Could MOFs add shock-absorber to their list of potential applications?

Shock-absorber MOF

Source: Royal Society of Chemistry

After compression, the effective number of Zr–carboxylate oxygen bonds (shown in yellow) for each Zr(IV) ion decreased from 4 to ≈2

Scientists in the US have found that a metal–organic framework (MOF) known for its robustness takes in the same amount of energy as a TNT blast releases when it breaks.

MOF materials are porous framework solids whose typical applications include gas storage, separation and catalysis. Scientists have studied the zirconium-based MOF, UiO-66, in more detail than most. It’s easily synthesised, has a well-known structure and is strong. Unlike some other MOFs, it doesn’t react with water, and on removing its residual solvent, the framework remains intact with true, empty voids.
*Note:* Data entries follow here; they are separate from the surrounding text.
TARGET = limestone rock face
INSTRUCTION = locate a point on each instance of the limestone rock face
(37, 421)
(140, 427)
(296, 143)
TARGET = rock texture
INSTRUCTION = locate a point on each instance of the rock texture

Intrigued by its properties, a research team led by Kenneth Suslick at the University of Illinois at Urbana-Champaign investigated what happened if they crushed UiO-66. Using flat punch nanocompression, Suslick’s team placed UiO-66 on a silicon wedge holder and squashed it using a diamond punch with pressures of up to 10GPa. They found that the MOF absorbed up to 4kJg–1 of mechanical energy, which is comparable to the energy that explosives such as TNT (2,4,6-trinitrotoluene) release when they explode.

‘When we crush MOFs under pressure, the structure collapses and breaks some of the chemical bonds that hold the structure together. Breaking chemical bonds costs energy and a lot of it,’ explains Suslick. ‘The idea that crushing a MOF requires, gram for gram, as much energy to be taken up as an explosive gives off is a remarkable observation. And, we were actually able to determine which bonds break and how that changes the structure.’ This type of observation is uncommon.

‘The connection between the mechanical world and the chemical world has rarely been studied and is not well understood,’ says Suslick. So, to better understand its properties, his team used synchrotron x-rays and infrared spectroscopy to detect and monitor bond breakages and changes in UiO-66’s chemical structure. Compressing the MOF at 1.9GPa broke over half of the Zr–O bonds between Zr(IV) ions and carboxylate groups in UiO-66. They also studied changes in the vibrations of atomic bonds to pinpoint what happens to the relationship between mechanical properties and chemical structure when they compressed the MOF at different pressure.

Understanding how UiO-66 behaves under these conditions may lead to potential new applications. MOF expert Jeffrey Long from the University of California, Berkeley, thinks so. ‘This is a creative piece of research that nicely demonstrates an intriguing new potential application of MOFs: the rapid dissipation of mechanical energy,’ he says.

As well as chemical bonds, structural defects determine the strength of the UiO-66 framework. By tweaking the number of defects in the system, the team suggest it may be possible to exploit UiO-66’s newly discovered properties to create a tailored shock absorber MOF that collapses at a higher or lower pressure. The researchers have yet to fully explore this possibility but have further tests in the pipeline.